Selon la grille de Descola, l’analogisme se définit par un monde discontinu mais relié, où les différences entre les êtres ne sont pas abolies mais intégrées dans un réseau de correspondances. Laudato Si’ relève précisément de ce régime : la création n’est pas un tout homogène, mais un ensemble différencié d’entités reliées entre elles par l’amour divin.
Le monde y est décrit comme un tissu de relations sacramentelles, où le visible renvoie sans cesse à l’invisible. Le cosmos n’est plus une nature à maîtriser, mais une communion à contempler et à servir.

François opère ainsi une réconciliation entre science et foi, entre raison et spiritualité. Il assume l’héritage naturaliste de l’Occident (la confiance dans la recherche, le dialogue avec l’écologie scientifique) tout en le dépassant par une anthropologie de la relation et de la responsabilité.

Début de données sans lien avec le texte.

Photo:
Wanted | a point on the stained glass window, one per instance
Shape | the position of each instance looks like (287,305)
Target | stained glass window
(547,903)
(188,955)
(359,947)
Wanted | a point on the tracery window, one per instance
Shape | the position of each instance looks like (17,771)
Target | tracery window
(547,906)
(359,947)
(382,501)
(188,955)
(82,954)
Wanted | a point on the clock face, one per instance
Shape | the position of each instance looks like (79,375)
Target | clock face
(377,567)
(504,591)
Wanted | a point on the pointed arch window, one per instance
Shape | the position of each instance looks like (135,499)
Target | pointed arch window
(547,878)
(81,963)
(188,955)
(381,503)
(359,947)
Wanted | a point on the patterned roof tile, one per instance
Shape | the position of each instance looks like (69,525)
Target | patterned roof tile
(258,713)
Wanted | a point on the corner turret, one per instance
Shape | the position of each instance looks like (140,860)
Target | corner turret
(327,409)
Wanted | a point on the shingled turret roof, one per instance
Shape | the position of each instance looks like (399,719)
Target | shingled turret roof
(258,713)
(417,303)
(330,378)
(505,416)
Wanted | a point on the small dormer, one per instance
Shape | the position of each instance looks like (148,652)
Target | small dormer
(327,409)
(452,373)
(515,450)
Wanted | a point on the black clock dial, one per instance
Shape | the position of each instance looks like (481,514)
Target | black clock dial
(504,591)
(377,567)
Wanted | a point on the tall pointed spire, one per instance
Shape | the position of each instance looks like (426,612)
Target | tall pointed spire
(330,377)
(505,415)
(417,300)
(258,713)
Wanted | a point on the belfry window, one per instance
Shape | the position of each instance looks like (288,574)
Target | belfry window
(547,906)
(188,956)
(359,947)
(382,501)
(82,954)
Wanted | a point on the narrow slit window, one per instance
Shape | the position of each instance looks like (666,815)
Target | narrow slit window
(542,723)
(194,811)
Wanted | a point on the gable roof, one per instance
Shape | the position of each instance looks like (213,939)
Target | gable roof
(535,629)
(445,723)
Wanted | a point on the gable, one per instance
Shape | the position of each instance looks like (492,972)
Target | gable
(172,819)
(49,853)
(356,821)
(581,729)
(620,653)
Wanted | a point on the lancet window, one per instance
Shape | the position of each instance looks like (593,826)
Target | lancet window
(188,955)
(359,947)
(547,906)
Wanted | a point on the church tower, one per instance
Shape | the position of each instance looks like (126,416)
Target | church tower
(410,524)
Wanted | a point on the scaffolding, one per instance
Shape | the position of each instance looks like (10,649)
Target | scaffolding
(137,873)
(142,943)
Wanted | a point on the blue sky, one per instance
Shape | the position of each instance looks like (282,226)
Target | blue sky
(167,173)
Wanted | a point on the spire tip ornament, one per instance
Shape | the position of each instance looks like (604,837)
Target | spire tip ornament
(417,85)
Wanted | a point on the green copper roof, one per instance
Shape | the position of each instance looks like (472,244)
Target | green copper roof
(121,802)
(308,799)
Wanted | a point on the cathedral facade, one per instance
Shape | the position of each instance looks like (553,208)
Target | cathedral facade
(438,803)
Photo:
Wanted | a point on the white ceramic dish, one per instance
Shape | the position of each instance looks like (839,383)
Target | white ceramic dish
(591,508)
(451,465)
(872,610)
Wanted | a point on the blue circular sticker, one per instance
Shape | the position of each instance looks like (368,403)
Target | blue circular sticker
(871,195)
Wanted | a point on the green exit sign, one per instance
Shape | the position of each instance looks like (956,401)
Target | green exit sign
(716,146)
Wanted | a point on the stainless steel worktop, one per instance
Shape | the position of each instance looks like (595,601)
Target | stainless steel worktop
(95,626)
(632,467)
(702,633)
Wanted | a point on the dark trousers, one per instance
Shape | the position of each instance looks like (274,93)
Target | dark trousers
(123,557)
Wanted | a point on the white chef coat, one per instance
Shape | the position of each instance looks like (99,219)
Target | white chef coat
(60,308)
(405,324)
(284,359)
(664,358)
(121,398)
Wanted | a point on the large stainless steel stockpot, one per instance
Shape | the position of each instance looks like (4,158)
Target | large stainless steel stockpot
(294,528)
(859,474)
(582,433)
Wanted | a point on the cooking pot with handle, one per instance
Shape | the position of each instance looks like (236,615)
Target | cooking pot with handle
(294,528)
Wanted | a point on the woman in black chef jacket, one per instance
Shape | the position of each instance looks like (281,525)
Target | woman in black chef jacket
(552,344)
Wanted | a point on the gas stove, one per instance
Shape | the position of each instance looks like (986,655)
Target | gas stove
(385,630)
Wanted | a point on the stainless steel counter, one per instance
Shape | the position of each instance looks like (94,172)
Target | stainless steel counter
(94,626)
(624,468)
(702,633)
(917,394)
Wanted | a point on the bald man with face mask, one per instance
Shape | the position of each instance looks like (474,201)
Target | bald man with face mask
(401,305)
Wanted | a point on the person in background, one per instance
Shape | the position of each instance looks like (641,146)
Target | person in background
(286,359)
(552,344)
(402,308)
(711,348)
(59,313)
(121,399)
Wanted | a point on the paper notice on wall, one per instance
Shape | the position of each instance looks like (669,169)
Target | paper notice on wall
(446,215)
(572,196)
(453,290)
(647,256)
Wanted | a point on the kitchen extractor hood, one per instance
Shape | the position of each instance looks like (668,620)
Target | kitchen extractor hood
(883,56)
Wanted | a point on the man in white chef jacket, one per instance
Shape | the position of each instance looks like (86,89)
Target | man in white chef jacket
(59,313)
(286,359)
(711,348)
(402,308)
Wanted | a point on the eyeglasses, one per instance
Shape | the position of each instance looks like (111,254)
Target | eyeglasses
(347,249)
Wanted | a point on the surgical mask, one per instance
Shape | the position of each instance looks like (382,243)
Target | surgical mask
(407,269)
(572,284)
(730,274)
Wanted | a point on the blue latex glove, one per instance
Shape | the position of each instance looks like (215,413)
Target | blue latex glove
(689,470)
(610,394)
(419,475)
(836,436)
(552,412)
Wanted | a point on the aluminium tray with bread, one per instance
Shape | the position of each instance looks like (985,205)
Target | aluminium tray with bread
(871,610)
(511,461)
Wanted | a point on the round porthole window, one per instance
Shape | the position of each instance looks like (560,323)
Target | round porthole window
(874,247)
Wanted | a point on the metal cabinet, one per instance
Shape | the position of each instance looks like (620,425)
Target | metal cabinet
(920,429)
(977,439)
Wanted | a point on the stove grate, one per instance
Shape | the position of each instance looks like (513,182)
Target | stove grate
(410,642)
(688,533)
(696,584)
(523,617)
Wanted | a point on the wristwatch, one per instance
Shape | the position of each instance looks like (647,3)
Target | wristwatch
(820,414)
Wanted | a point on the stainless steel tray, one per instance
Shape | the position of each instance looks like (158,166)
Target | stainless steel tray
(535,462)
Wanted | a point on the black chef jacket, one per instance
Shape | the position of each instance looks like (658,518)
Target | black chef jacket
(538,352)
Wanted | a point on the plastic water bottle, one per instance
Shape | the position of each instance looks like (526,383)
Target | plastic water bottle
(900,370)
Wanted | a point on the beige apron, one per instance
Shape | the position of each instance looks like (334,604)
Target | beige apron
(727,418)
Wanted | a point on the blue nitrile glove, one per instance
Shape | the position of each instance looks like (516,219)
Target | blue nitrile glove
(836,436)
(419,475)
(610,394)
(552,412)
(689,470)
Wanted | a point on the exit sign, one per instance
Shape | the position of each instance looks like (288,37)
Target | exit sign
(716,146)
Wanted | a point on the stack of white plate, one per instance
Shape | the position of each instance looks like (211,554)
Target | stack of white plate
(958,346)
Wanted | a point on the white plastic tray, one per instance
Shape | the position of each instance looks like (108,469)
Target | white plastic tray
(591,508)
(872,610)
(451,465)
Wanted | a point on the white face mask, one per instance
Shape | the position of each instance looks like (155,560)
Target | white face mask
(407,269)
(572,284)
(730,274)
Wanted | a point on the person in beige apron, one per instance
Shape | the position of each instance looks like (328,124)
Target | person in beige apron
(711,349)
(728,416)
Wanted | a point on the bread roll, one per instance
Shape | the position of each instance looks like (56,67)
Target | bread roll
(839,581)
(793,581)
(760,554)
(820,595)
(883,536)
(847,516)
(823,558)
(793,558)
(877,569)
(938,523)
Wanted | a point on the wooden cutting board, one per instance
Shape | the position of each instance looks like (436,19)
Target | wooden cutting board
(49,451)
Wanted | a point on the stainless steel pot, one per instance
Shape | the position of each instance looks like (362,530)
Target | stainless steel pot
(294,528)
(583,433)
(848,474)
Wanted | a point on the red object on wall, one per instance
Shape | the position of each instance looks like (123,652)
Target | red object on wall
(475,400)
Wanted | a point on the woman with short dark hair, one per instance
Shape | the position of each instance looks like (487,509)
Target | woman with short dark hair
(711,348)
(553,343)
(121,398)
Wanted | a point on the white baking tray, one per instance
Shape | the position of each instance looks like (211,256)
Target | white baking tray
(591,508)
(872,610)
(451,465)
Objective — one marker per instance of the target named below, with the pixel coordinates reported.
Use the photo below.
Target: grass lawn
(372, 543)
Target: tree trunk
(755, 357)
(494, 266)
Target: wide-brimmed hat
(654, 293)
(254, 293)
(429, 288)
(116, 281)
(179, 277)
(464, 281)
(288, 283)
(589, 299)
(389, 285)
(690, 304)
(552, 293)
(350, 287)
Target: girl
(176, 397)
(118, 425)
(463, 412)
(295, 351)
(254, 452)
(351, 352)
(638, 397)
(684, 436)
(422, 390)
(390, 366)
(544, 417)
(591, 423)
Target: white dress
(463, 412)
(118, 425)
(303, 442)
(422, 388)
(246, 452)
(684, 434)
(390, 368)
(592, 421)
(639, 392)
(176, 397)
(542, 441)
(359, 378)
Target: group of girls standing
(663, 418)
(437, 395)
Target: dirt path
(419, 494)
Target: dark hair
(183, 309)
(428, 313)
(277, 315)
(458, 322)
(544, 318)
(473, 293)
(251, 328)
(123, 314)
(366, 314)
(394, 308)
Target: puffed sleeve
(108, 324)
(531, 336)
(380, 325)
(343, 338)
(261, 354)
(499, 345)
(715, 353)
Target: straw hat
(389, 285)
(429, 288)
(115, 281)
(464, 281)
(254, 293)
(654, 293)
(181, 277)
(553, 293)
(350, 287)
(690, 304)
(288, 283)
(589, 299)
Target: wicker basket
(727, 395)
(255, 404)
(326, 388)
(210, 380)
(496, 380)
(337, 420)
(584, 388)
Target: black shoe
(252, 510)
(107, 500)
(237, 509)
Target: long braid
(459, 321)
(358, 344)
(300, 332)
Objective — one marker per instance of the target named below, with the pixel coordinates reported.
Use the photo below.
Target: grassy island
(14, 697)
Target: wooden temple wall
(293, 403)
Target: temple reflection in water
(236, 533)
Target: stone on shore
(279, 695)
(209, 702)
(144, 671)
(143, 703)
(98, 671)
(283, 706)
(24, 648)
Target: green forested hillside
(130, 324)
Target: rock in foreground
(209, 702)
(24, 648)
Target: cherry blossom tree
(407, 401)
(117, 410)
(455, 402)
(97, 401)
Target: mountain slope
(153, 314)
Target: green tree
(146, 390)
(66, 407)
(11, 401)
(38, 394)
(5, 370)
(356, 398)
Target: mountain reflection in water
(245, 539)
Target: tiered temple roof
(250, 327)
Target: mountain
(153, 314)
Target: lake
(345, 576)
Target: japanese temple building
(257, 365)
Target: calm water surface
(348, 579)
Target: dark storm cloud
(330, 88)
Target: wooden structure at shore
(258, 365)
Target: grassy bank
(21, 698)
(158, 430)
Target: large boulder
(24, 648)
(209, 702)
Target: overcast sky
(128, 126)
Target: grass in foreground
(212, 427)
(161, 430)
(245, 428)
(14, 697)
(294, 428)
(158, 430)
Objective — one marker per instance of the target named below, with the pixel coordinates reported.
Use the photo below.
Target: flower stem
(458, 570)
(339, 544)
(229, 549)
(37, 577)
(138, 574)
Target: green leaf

Le naturalisme est conservé comme méthode, mais subverti comme cosmologie : la nature cesse d’être objet pour redevenir signe. Dans le langage de Descola, Laudato Si’ marque la tentative d’un retour analogiste au sein même du monde naturaliste : une réintroduction du symbolique, de la correspondance et du sens dans un univers perçu jusqu’alors comme pure matérialité.

 

Le monde comme tissu de relations sacramentelles

 

L’expression désigne une vision du monde où chaque être créé existe par et pour la relation. Dans la perspective de Laudato Si’, la création n’est pas un ensemble d’objets mais un réseau de relations vivantes, dont chacune peut devenir médiation de la présence divine. Le monde est ainsi “sacramentel” : il rend visible l’invisible, il manifeste la grâce dans la matière. Cette intuition rejoint, sur le plan anthropologique, ce que Philippe Descola nomme l’ontologie analogiste : un cosmos où les réalités discontinues – Dieu, l’homme, les créatures – sont reliées par des correspondances. La théologie chrétienne en donne une version singulière : ces correspondances ne sont pas seulement symboliques. L’eau du baptême, le pain eucharistique ou la fraternité cosmique ne sacralisent pas la nature ; ils reconnaissent dans le lien même – entre visible et invisible, matière et esprit – l’action continue du Créateur.

 

Léon XIV : de l’écologie intégrale à l’écologie christocentrique

 

L’élection du pape Léon XIV a prolongé cette ligne, tout en lui donnant un accent théologique plus explicite. Ses prises de position récentes - notamment dans son message pour la Journée mondiale de prière pour la création 2025 et dans ses discours sur le climat - prolongent l’héritage de Francois en y ajoutant une dimension christologique plus tranchée.

 

Léon XIV affirme, dans la continuité de François, que “la nature ne doit pas être réduite à une marchandise”, et appelle à une conversion intérieure fondée sur la sobriété et la justice environnementale. Ses initiatives concrètes, telles que la création du centre d’éducation écologique “Borgo « Laudato Si »[2] ou l’institution d’une liturgie pour le soin de la création, traduisent cette volonté d’incarner la conversion écologique dans la vie quotidienne de l’Église. Mais il a également apporté une clarification doctrinale majeure par rapport aux dérives possibles d’un discours « écospirituel » excessif, dénonçant “une nouvelle tentation de Babel”, celle de “vouloir sauver la création sans passer par le Sauveur”.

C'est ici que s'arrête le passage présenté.